Kicking the Tires of 2021 0101

We act not from will, but from imagination

The year 2021 starts with the quotation “we act not from will, but from imagination.” The thought charms me. For three years, I diddled with that idea sporadically, yet gave it no credence.  After all, my parents told me, my teachers told me, and public voices (AKA “they) told me that life requires willpower. Imagination is for feckless dreamers and fools, not a life tool for adults.

Courtesy of Covid-19, I’ve had the time for a grazing through lots and lots of books. One afternoon I drifted upon a book of Nevil Goddard lectures. Because I inherited an interest in metaphysics from my father, I read more and more of his works. I have become so intrigued that I am committing myself to daily practice of his principles throughout 2021. This blog is a personal journal written for myself and to myself as an informal documentation of this experiment. I’ve released myself from any obligation to explain or clarify anything that I publish. I feel free to write as I choose, disregarding any rules I would ordinarily follow were I writing for others.

KICKING THE TIRES OF SEPTEMBER 12, 2020

Running late for my Census job yesterday. Leap into the Saturn, turn the key—the sound of silence from the engine. Not even that grinding cough. Dismay sinks to my gut. No time to brood.  I grab the keys to G’s PT Cruiser and off I go. One of the guaranteed dismays of my life is a car on the blink. Several months ago, I dealt with a problem that drained my new battery flat in two hours.

This time, I put it out of my mind and moved on with my day. I was looking up a Census ID, when I knew, with a feeling of great calm, that the car’s battery was dead because I had left the key in the “ON” position instead of rotating it completely to OFF (and that is a story for another day.)

The fix was easy: jump the battery. Out come the battery cables, up go the hoods of both cars. Red cable then black cable attached to G’s PT Cruiser. Red cable attached to the battery terminal on my car. Then (thanks to You Tube videos) I ground the black cable on the engine block instead of attaching it to the negative battery terminal. Good thing I did that because sparks flew around but my battery was safe. The Saturn starts up and all is right with the world.
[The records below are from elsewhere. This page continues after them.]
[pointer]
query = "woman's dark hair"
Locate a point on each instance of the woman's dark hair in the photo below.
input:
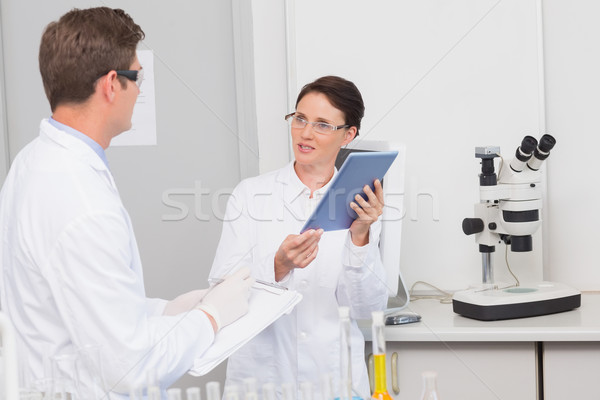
(342, 94)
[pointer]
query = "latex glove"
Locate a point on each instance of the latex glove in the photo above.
(228, 300)
(185, 302)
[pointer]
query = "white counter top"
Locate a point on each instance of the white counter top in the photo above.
(440, 323)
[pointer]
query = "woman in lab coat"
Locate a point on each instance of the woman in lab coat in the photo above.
(330, 269)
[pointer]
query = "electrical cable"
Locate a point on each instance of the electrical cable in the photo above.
(444, 297)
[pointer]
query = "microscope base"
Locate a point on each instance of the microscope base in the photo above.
(516, 302)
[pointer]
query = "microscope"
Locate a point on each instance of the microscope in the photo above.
(509, 212)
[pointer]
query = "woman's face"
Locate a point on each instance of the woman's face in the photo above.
(317, 150)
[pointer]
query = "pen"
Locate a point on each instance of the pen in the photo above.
(215, 281)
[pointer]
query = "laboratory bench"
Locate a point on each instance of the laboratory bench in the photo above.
(550, 357)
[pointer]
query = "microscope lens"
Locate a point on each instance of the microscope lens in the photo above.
(547, 142)
(528, 145)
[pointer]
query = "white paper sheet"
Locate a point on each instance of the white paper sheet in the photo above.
(266, 306)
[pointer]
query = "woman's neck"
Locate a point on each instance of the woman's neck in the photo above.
(314, 177)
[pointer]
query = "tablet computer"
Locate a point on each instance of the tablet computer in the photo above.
(361, 168)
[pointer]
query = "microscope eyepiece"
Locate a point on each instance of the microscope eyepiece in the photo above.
(523, 153)
(547, 142)
(541, 152)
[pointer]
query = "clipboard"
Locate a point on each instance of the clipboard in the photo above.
(267, 303)
(333, 211)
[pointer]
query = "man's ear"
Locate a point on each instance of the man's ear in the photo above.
(349, 136)
(107, 85)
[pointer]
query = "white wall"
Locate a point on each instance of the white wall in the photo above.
(572, 62)
(442, 77)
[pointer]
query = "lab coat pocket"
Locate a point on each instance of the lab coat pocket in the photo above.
(329, 259)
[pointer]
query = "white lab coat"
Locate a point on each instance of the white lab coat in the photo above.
(304, 345)
(71, 273)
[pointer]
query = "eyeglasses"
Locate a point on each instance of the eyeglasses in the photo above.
(319, 127)
(134, 75)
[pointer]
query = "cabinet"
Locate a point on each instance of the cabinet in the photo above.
(571, 370)
(551, 357)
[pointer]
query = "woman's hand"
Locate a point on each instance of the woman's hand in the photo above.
(296, 251)
(368, 212)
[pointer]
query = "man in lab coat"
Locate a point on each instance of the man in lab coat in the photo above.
(70, 271)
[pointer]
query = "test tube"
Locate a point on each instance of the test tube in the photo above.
(345, 355)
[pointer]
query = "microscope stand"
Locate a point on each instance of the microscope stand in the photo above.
(528, 300)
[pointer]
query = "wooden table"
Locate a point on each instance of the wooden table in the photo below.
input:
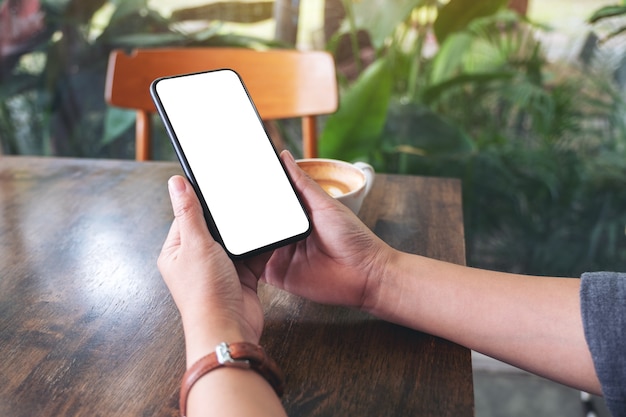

The point to the story, and there is a point, is that I achieved a successful outcome free from the two hours of mental frenzy which is my usual behavior when the car goes on the fritz.

I can “change my state” I works best when done early or the jukebox  of mind automatically starts playing that dismal “D3.”

Coda:

If it is true that a person with multiple personalities can have diabetes in one persona and be free of diabetes in another persona then there are interesting questions about the relationship of the mind and disease.